Access to adequate quantities of nutritious food has always been a prerequisite to success in war. In military terms, food can be a ‘force multiplier’.
About 2500 years ago the Chinese general and military philosopher Sun Tzu recommended that invading armies forage on the enemy rather than take food. Half a millennium later, the Romans had discovered that if a general relied on foraging, there was a good chance his army would starve. Roman legionaries commonly carried foods such as ‘hard tack’ biscuits, dried or salted meat and cheese. Combined with foraging, these simple but reasonably nutritious ‘patrol rations’ allowed the Roman Empire to conquer the known world.
There was little progress in food and nutrition for waging war from Roman times until the 18th century, when James Lind—a surgeon in the Royal Navy—showed that citrus juice is antiscorbutic (prevents and cures scurvy). The Royal Navy put this knowledge to good effect: scurvy was virtually absent on British naval vessels after Lind’s discovery.
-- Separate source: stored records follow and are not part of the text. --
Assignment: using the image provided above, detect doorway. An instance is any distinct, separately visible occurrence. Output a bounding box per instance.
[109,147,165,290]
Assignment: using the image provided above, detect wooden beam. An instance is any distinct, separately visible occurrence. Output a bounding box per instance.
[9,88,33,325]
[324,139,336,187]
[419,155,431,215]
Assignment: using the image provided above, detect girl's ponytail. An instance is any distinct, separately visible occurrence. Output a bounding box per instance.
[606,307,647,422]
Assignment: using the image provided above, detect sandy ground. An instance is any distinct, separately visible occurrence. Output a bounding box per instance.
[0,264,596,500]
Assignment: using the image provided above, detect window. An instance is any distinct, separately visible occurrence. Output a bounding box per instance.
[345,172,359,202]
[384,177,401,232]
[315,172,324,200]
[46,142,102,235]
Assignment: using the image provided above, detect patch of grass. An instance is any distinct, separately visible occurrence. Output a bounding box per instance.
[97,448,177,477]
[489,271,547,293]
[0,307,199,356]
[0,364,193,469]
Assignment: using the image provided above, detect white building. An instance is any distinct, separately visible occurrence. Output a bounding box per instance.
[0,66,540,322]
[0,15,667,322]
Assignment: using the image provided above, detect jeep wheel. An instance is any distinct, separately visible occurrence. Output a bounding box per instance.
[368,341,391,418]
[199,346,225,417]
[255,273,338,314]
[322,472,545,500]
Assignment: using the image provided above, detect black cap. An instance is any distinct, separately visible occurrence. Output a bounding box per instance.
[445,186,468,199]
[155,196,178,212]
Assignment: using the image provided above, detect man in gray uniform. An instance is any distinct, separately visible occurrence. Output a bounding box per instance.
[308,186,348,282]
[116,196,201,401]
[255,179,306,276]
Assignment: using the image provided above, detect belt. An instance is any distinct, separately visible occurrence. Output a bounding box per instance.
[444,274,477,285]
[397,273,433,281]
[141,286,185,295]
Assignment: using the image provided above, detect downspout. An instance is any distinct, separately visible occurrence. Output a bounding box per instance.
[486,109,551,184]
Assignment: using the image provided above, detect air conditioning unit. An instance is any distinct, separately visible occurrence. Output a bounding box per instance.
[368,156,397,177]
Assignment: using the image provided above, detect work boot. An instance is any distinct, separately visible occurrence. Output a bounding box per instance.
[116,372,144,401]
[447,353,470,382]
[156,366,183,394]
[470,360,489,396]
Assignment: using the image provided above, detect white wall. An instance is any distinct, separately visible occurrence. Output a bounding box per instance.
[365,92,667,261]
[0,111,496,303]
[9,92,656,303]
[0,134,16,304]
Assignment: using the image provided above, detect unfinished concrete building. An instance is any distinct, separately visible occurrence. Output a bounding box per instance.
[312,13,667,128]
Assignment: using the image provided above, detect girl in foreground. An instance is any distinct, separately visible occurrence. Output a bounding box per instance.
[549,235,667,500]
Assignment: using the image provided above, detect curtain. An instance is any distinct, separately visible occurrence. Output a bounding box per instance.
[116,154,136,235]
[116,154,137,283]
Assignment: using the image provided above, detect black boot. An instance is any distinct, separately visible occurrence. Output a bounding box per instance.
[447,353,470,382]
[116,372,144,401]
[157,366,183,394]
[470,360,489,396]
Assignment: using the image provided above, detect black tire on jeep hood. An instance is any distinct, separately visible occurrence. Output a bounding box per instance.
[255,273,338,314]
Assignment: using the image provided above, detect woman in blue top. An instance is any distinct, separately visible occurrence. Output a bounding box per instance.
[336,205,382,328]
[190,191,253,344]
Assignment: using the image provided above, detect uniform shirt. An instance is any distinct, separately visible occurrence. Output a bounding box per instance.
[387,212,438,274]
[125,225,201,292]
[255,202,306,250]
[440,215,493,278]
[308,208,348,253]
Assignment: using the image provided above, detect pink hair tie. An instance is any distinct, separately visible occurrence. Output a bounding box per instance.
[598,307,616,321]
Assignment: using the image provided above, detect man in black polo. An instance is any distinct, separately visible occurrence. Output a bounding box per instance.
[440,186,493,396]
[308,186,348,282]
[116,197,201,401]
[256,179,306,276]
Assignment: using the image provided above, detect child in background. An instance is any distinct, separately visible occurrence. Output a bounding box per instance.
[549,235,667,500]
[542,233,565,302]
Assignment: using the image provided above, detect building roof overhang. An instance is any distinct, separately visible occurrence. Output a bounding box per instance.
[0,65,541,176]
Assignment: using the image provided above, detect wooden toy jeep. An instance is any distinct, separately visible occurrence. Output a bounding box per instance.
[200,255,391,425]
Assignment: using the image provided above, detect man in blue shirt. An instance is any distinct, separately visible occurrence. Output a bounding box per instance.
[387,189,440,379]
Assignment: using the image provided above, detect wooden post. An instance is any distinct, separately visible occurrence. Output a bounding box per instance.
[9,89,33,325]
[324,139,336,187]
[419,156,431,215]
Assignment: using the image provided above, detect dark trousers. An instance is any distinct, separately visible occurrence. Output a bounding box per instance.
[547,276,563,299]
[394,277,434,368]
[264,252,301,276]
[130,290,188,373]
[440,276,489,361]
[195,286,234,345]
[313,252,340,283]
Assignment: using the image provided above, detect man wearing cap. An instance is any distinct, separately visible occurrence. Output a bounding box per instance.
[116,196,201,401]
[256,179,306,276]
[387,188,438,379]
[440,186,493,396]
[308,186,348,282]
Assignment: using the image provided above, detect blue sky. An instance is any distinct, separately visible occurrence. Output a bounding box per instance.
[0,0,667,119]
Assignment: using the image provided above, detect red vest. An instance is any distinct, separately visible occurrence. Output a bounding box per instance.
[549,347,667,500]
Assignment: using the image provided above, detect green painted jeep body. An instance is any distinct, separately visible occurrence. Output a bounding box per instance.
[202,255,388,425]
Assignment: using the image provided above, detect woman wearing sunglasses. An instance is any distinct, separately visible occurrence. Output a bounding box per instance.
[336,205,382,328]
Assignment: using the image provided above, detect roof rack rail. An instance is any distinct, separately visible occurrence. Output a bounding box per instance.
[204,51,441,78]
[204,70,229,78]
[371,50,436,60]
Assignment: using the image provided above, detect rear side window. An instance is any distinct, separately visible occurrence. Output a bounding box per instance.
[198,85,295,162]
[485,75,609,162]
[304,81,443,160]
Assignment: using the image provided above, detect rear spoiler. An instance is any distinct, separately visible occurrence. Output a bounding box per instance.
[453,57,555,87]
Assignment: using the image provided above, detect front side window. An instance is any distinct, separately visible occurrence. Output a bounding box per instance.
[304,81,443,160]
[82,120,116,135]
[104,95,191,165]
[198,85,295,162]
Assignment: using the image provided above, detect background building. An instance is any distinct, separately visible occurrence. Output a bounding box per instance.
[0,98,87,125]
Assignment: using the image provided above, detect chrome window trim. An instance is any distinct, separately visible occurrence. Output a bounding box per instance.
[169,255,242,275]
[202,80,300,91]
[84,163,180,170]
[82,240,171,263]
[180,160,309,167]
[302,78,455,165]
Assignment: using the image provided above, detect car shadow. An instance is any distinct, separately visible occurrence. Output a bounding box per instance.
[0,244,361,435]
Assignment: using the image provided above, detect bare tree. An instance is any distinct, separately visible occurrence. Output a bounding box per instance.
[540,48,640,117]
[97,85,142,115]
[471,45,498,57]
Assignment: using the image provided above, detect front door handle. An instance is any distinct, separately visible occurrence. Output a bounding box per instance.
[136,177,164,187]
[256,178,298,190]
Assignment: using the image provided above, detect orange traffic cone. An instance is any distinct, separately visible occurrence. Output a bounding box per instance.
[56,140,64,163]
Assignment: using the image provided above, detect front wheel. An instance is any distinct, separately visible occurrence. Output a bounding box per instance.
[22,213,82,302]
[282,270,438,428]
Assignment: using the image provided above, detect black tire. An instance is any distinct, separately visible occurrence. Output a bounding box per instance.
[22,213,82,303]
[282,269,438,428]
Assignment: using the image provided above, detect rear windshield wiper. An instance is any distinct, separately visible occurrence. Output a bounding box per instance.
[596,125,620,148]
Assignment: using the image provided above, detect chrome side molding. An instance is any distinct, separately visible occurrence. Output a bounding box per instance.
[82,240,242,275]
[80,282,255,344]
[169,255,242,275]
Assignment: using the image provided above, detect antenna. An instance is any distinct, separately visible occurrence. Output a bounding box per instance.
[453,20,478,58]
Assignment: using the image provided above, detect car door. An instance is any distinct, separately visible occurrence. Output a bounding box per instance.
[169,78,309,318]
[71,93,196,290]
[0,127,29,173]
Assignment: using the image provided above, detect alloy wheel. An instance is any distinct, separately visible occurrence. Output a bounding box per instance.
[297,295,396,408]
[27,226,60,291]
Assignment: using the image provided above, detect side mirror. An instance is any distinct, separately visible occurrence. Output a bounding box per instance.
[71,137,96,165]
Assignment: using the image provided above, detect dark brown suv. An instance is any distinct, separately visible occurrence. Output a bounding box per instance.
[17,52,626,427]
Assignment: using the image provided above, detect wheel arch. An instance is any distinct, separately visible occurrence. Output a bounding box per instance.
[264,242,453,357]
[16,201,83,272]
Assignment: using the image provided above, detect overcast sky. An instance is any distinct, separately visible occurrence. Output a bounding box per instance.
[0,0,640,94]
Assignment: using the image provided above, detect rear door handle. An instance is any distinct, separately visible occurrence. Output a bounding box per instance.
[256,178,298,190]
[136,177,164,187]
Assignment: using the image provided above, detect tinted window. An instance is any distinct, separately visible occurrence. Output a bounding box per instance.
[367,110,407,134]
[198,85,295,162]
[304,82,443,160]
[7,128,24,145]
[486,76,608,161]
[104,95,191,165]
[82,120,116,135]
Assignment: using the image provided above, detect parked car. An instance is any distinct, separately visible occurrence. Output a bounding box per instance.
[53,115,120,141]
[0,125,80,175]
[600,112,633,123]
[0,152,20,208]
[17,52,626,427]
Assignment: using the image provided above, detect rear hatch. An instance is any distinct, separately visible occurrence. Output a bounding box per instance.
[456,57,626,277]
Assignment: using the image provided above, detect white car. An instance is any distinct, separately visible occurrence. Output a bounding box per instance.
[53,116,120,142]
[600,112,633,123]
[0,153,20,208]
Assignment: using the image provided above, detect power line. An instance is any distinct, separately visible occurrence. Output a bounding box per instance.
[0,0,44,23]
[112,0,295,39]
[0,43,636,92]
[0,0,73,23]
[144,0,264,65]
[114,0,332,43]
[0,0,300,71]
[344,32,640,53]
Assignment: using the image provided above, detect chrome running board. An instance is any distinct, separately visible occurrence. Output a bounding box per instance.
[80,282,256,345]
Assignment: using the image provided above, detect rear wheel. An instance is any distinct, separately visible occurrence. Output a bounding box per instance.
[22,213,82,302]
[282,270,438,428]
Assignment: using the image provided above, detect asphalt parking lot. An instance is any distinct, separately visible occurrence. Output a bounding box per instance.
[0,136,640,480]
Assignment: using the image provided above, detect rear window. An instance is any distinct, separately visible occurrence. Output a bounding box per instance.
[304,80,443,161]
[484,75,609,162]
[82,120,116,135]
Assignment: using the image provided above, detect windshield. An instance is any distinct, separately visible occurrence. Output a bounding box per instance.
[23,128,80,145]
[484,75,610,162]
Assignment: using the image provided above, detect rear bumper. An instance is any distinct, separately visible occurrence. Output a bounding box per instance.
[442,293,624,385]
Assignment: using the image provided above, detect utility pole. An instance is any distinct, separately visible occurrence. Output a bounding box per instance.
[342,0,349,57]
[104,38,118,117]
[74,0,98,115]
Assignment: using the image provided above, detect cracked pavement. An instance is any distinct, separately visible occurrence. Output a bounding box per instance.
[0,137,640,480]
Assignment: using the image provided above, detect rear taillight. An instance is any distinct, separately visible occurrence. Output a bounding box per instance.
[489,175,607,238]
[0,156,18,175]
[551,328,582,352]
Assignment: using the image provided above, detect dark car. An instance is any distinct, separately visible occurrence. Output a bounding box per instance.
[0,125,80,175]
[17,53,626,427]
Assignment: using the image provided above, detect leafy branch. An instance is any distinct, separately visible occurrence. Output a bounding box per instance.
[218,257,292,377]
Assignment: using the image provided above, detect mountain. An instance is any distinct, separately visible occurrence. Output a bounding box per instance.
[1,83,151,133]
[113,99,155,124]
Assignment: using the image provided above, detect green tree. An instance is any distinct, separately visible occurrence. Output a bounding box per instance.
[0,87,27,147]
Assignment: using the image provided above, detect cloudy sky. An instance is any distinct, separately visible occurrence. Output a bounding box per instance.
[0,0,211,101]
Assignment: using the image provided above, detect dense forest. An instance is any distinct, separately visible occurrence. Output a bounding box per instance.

Similarly, but about 150 years later, the Japanese Navy found that reducing the quantity of refined rice in the diet of sailors, and adding meat, fish, flour, milk and vegetables (including beans) led to the elimination of beri beri.
Although the first military application of the principles of nutrition occurred during the Franco-Prussian War of the 1870s—with rationing being based on the estimated protein, carbohydrate and fat requirements of soldiers—the involvement of scientists in the formulation of national food policy in wartime did not occur until World War I. While the UK accepted the need for protective factors in food besides protein, fat, carbohydrate and salts—and that some of these components occurred in fruits and vegetables—Germany underestimated the importance of these factors (which are now known as ‘vitamins’), perhaps influencing the course of the war.
However, there were still problems with getting adequate food to troops during World War I. There is no better illustration of this than the siege of Kut in 1915, when enemy troops surrounded the town, preventing resupply of rations. More than 10 000 British and Indian troops were forced to surrender following five months of increasing levels of malnutrition and outright starvation.
The Gallipoli campaign was also affected by food- and nutrition-related issues. Although food was usually plentiful at Gallipoli, Allied troops (including Anzacs) were fed a diet that was deficient in micronutrients, especially vitamin C. By the end of the campaign, the Anzac troops who survived the fighting had been rendered unfit for military duties as a result of their appalling diet.
The feeding of troops improved dramatically during World War II, with the USA leading the development of a wide range of nutritious combat rations for field feeding.
Developments in military-related nutrition science and food technology continued after World War II, to the extent that troops from developed nations are now supplied foods designed to meet not only their nutritional requirements, but also their taste preferences and cultural needs.